I'm afraid I have to pushback here. Reworking the registry support is still a big outstanding topic. It's basically a complete rewrite. Like more tight integration with libbeat, improved shutdown handling/timing, remove complicated logic in filebeat, more efficient updates to disk (flush with big registry is super expensive right now), generalize entry format in order to support multiple source types...

We are aware we've got a many users reading the registry file in custom scripts. So we will have to see how we can properly support this use-case. Some possible solutions we have in mind:

  • http endpoint (via unix socket?) to query complete state
  • filebeat registry state command to query the current state.
  • Event stream scripts can subscribe too
  • Alternative 'backends', still outputing in old (inefficient) JSON format

But whatever we build now to query the registry, might either complicate the refactoring (having more existing features we have to keep backwards compatible), or might break (at worst will be removed) if required.

I would recommend not to use the local prospector states. Using the per prospectors state is somewhat insecure. The local prospector state is active prior to outputs. The individual prospector states are combined into the global registry only after the events/documents have been ACKed by outputs. That is, the global state is 1) always behind the local prospector states 2) available even if prospector/harvester has been finished or gc'ed state. Upon restart, filebeat is restarted from the global registry state as well. That is, if filebeat is restarted or just blocked by unavailable outputs, you might have used a state value that is not "true". The future of local prospector registry/state is not clear yet. With registry rewrite, the local state might not be required in it's current form anymore.

Totally fair! I just know that we have hosts that could shut down sooner if they didn't have to wait till filebeat flushed to disk. I'll wait for the big refactor and see how it looks then. Feel free to reach out when you are making decisions and I can say if they'd work for us; otherwise, worst case, we can keep reading the json format indefinitely.

Thanks.

Some questions:

How do you execute the script?
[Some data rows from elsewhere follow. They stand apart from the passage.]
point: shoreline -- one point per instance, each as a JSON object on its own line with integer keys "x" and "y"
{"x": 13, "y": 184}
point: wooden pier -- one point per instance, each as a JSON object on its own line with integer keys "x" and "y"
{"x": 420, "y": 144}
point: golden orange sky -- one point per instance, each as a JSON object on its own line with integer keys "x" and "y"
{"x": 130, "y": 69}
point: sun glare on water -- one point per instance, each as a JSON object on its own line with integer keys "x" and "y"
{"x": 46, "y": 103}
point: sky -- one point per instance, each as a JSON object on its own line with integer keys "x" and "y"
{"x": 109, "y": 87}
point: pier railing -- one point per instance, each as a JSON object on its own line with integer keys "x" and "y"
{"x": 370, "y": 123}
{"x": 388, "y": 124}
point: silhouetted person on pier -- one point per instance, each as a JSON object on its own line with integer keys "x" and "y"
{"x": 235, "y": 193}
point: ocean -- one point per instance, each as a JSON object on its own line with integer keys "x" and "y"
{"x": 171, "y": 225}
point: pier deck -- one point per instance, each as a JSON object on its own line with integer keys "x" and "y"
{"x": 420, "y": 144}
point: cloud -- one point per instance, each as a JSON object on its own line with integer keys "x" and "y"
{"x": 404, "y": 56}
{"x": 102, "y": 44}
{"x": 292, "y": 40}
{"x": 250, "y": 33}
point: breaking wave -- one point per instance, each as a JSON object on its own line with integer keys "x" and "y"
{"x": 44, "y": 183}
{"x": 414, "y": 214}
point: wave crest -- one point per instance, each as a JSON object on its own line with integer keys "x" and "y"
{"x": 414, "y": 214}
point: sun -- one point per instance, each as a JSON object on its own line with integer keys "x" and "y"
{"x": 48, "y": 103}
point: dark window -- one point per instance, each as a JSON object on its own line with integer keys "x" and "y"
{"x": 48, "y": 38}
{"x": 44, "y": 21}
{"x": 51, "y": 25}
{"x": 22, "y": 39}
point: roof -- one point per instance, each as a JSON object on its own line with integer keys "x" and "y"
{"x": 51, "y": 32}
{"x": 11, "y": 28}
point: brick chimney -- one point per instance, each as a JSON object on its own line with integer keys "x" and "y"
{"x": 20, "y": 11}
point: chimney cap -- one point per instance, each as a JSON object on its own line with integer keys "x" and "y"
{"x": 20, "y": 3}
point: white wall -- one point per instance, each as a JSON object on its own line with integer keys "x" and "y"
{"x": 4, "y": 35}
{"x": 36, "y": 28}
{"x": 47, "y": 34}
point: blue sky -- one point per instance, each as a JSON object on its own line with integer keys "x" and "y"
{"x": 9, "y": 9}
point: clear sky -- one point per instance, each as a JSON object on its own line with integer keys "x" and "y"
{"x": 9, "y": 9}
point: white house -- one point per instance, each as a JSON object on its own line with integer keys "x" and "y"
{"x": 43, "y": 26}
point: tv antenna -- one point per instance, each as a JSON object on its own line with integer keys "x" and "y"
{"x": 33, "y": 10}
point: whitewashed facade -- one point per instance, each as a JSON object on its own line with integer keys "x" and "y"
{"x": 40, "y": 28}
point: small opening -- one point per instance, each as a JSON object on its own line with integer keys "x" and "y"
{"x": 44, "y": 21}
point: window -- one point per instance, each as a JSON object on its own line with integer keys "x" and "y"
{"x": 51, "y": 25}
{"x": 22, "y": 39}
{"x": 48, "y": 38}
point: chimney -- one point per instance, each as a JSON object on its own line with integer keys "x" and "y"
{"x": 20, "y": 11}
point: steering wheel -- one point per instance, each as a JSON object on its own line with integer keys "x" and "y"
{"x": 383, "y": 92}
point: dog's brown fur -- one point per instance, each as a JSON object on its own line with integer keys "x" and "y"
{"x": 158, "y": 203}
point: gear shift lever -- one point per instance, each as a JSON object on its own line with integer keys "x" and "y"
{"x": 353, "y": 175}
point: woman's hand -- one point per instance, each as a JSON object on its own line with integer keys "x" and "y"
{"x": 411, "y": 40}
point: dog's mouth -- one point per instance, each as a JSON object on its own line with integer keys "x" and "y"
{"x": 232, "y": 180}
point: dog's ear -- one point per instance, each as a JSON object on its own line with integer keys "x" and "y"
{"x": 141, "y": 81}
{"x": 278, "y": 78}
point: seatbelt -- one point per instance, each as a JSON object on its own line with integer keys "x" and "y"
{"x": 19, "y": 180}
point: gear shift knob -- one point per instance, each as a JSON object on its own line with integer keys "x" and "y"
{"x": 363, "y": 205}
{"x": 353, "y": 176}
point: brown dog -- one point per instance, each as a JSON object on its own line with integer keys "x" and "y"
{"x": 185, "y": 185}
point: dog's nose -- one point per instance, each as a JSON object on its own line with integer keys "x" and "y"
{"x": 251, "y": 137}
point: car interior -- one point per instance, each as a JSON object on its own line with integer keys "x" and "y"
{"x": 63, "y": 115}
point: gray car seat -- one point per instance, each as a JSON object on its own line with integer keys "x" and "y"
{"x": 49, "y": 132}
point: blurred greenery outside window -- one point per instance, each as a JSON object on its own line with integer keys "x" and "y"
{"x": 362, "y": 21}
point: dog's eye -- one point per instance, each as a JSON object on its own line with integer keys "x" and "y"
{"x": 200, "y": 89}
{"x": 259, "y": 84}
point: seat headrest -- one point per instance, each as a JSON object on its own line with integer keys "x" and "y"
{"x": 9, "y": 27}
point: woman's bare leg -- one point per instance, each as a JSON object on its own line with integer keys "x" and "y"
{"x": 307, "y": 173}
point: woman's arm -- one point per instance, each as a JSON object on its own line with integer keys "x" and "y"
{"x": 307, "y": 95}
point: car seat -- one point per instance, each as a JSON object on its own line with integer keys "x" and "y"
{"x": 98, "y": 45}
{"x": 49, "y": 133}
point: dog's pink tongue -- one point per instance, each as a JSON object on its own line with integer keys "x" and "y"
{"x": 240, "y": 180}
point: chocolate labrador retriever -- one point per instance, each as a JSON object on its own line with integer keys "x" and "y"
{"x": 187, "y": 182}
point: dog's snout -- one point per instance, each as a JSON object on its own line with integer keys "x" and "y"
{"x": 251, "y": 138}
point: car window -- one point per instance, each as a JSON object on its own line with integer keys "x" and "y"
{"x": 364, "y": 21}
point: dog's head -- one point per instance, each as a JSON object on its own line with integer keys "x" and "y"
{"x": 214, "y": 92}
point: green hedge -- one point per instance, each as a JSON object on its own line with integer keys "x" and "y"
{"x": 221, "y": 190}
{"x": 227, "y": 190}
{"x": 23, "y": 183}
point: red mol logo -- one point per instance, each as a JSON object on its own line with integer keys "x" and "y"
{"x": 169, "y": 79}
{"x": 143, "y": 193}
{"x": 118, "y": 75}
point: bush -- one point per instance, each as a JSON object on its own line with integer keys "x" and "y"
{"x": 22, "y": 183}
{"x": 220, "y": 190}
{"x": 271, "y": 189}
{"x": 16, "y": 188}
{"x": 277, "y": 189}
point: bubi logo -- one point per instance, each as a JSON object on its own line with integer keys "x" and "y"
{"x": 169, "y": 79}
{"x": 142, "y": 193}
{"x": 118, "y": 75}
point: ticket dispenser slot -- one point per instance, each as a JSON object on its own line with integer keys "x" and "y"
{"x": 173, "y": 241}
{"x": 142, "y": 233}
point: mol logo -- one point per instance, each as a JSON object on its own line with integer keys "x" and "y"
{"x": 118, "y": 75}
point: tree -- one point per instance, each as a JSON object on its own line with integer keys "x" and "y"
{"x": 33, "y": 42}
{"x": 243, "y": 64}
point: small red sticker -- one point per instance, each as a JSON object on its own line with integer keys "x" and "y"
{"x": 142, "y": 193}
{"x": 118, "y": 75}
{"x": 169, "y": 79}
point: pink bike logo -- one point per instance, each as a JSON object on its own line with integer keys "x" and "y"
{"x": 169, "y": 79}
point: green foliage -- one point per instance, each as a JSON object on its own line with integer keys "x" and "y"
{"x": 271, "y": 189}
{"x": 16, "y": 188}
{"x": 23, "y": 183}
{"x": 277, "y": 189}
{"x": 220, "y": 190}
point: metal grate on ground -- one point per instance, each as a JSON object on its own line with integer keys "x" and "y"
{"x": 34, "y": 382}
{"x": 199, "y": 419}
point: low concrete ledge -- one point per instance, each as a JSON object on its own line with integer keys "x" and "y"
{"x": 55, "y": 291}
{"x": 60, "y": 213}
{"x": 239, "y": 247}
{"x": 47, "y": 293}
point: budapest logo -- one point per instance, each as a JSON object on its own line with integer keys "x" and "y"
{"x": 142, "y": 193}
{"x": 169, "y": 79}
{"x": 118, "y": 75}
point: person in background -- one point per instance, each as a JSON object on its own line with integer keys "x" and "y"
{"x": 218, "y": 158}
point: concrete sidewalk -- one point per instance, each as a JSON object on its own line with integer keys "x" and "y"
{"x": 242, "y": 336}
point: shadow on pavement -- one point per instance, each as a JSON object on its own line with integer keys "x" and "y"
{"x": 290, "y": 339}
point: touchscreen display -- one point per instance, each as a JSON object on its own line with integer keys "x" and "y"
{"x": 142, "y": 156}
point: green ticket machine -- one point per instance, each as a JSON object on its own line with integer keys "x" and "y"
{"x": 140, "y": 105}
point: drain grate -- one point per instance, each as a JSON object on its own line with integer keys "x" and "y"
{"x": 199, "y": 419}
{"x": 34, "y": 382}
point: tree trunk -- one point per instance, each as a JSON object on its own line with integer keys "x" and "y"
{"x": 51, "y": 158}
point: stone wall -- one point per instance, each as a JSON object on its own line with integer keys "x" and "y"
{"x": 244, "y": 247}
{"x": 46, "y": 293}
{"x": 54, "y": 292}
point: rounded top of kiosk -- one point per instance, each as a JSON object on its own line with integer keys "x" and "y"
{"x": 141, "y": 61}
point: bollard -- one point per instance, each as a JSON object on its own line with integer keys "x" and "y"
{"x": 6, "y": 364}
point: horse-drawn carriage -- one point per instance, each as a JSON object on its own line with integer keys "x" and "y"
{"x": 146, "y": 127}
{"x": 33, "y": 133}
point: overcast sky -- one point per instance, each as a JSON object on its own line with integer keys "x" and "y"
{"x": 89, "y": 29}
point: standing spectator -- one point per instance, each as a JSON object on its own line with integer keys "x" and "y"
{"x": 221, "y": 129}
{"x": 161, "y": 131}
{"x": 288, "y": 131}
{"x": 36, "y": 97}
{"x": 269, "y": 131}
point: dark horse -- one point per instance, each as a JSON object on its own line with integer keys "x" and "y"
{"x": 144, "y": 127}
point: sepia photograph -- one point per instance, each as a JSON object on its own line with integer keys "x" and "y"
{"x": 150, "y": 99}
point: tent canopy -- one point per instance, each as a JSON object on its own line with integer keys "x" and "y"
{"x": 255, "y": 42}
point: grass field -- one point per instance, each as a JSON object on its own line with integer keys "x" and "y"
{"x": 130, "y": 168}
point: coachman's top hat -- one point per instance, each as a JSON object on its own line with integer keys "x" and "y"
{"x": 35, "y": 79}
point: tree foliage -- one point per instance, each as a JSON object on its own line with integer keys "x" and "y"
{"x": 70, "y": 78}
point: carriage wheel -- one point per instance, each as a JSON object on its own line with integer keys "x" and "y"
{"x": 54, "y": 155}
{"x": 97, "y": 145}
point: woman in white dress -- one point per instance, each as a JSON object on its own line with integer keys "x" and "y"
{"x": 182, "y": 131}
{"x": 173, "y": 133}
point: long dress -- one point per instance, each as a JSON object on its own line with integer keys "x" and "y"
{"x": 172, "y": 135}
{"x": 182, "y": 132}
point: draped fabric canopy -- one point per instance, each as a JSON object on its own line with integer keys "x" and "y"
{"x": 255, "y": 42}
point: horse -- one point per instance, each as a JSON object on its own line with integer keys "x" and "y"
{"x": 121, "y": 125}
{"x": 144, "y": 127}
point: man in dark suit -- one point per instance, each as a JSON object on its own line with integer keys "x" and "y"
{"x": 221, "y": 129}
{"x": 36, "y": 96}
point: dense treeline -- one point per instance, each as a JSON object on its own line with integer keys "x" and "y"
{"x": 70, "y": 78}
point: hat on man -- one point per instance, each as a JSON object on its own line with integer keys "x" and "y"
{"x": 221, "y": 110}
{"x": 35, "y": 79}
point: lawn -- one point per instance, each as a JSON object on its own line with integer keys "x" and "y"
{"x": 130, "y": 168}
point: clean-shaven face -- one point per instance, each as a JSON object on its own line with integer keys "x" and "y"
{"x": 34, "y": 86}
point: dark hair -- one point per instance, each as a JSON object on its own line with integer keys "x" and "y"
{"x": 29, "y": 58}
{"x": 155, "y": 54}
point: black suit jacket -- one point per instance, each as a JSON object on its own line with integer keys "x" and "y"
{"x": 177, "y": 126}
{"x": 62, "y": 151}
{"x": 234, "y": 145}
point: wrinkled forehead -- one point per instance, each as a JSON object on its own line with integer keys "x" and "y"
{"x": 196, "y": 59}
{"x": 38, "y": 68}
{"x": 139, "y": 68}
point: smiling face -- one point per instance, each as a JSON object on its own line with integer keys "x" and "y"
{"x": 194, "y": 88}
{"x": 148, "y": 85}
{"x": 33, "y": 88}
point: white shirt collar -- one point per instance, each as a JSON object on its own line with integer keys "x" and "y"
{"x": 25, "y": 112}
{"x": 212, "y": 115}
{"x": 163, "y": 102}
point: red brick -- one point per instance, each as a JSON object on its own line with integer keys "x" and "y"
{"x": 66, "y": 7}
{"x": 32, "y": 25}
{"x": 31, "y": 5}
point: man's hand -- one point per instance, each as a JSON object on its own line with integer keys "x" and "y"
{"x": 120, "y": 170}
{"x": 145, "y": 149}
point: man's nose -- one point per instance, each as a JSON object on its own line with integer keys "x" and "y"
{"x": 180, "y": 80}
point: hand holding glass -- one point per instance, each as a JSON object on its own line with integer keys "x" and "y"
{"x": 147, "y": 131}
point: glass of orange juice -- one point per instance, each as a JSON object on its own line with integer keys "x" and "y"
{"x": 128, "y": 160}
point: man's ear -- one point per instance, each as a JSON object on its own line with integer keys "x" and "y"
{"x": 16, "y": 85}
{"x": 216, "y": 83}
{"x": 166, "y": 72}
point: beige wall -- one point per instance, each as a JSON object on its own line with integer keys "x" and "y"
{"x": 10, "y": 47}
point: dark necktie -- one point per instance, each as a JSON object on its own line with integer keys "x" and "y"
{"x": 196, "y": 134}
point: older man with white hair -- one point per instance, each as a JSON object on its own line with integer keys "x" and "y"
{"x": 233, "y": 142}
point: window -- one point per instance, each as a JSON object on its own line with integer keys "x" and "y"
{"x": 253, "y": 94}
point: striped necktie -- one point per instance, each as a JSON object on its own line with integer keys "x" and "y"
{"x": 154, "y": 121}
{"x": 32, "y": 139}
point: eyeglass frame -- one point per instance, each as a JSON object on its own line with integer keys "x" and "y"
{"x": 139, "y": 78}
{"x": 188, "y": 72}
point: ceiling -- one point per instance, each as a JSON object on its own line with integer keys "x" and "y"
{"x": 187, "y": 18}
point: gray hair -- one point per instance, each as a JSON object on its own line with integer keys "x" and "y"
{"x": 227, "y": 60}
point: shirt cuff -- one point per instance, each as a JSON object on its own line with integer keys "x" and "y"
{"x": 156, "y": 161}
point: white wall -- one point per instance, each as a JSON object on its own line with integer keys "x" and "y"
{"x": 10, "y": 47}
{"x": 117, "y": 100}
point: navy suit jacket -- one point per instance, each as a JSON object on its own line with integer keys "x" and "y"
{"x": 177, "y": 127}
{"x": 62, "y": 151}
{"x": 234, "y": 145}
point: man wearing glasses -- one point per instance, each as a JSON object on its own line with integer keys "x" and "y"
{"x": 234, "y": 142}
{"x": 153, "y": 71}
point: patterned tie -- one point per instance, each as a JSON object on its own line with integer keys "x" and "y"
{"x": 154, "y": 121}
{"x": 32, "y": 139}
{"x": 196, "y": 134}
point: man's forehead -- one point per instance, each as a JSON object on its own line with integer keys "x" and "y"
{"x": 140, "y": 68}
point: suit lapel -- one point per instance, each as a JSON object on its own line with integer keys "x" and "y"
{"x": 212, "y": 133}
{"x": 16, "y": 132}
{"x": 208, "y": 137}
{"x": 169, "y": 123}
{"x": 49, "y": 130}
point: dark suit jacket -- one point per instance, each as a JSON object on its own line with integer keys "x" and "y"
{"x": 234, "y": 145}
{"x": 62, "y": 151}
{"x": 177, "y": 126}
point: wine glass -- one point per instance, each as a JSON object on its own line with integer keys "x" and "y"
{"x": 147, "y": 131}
It's a cron job?

Does you script keep some state? E.g. check last modification time of the registry file?

Any preference beside HTTP for getting the registry state? E.g. unix socket with filebeat command or event stream your script can subscribe to (live state updates upon ACKs or file close).

It's not a cronjob but it could be. It is run via NRPE.

It does not keep state, it always parses the registry and looks at many (but not all) of the files that filebeat is or should be tailing.

Unix domain socket is fine. I'd rather avoid needing to have the script be persistent since that is state that can get out of sync, but I can see the value. As long as we could get the current state, adding a mode where we could get the current state and receive updates could be nice and far more efficient.

Thank you. Thats some helpful input.